When the Coronavirus “pandemic” first started, the Occupational Safety and Health Administration (OSHA) continued to implement its routine standards that employers must record workplace related injuries, including those from vaccines if mandated by the employer.
The original guidelines went as follows:
Are adverse reactions to the COVID-19 vaccine recordable on the OSHA recordkeeping log?
In general, an adverse reaction to the COVID-19 vaccine is recordable if the reaction is: (1) work-related, (2) a new case, and (3) meets one or more of the general recording criteria in 29 CFR 1904.7 (e.g., days away from work, restricted work or transfer to another job, medical treatment beyond first aid).
If I require my employees to take the COVID-19 vaccine as a condition of their employment, are adverse reactions to the vaccine recordable?
If you require your employees to be vaccinated as a condition of employment (i.e., for work-related reasons), then any adverse reaction to the COVID-19 vaccine is work-related. The adverse reaction is recordable if it is a new case under 29 CFR 1904.6 and meets one or more of the general recording criteria in 29 CFR 1904.7.
For a snapshot of this content as it’s no longer available on the original OSHA Website, check out this note from the Employers Association of New Jersey:
and this reporting from The Free Thought Project: https://thefreethoughtproject.com/osha-adverse-reaction-reporting/
OSHA changed its guidance from requiring employers to report vaccine injuries to making it so that employers no longer had to record adverse reactions.

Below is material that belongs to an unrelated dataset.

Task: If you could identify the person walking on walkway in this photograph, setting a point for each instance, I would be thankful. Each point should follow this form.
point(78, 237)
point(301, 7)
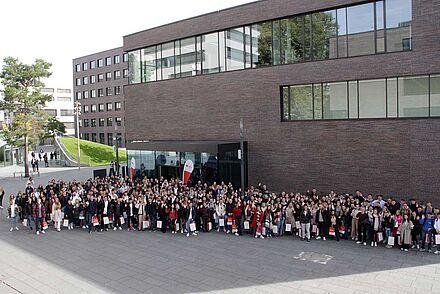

So, thanks to OSHA, employers can mandate vaccines AND hide the fact that an employee was injured with the new reporting requirements.
Do you see how perverse these incentives are?
On top of that, one cannot sue the manufacturer. Since 1986, the U.S. National Vaccine Injury Compensation Program bars liability for manufacturers of vaccines and relegates all claims of injury to a taxpayer-funded Special Masters Court.